背水の陣。もはやそれが、過度な表現ではないのかもしれない。クラブ関係者は、現時点では城福監督が退くことを否定している。しかし、クラブを取り巻くあらゆる人々が、チームの現状にざわめき立っていることは否定できない。衝撃的な敗戦後、スタンドからは常にブーイングが飛び、いぶかしく、懐疑的な視線をチームに送る者も少なくない。今季、6シーズンぶりに復活した城福トーキョーは、いま、窮地に立たされている。
勝負に「たら・れば」は禁物。それは承知だが、あえて誤解を恐れずに言えば、FC東京は2ndステージの4試合で4連勝を飾っていてもおかしくはなかった。
第1節の鳥栖戦は後半ロスタイムまで2-1のリード。残り数分で連続失点を喫して敗れた。第3節の福岡戦も1点リードしながら、再び後半ロスタイムの失点を含めた2失点で逆転負け。そして前節・柏戦、相手に決定機を作らせず、反対に自分たちは好機を積み重ねながらも0-1で敗北した。

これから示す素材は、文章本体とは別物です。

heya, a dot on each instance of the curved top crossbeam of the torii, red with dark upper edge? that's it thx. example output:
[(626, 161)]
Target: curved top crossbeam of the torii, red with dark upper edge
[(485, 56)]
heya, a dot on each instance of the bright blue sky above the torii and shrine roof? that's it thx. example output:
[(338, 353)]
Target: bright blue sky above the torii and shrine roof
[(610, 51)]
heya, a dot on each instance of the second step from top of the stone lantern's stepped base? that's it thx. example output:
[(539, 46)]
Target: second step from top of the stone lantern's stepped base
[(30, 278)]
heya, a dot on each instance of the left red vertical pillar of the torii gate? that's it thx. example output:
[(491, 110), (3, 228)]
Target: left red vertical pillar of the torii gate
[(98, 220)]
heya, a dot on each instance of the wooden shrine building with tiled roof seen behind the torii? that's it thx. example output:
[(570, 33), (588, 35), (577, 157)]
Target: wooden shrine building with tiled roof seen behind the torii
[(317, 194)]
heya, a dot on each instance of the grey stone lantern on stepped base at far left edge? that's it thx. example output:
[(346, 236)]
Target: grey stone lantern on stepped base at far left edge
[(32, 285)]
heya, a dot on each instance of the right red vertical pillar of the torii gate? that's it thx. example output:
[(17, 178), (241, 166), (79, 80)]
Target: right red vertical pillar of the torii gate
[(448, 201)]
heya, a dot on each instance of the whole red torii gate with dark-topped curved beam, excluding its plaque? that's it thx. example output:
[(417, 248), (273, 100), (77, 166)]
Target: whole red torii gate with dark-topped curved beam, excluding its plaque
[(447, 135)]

試合後、柏のある選手からは「FC東京は普通に強かった。これで、なんで勝てないの?」という声が飛んだほど。どの試合も、相手に完全に屈したわけではない。ただ逆に言えば、スコアメークや試合内容を含めて、『こうまでして勝てないのであれば、あとはどう勝てばいいの?』という嘆きが聞かれてもおかしくない失態が続いているのである。
「結果には必ず理由がある」と、城福監督は数々の敗戦を不運だけで済ませようとはしない。その姿勢は良いが、一方で勝負の世界には“運も実力のうち”という言葉も存在する。理屈では説明できない、悲劇的な敗北を喫することだってある。そんなことを繰り返してしまっているいまの青赤。そして城福体制は、勝負に最も必要な自信を見失いつつある。
失地回復に向けた、年間勝点首位との一戦。手強い相手に、何ができるか。「積み上げてきたものがある。失いたくないものもある。流れを断ち切りたい」(城福監督)。勝てば、自信を取り戻すきっかけになるだろう。敗れれば、チームは音を立てて瓦解するかもしれない。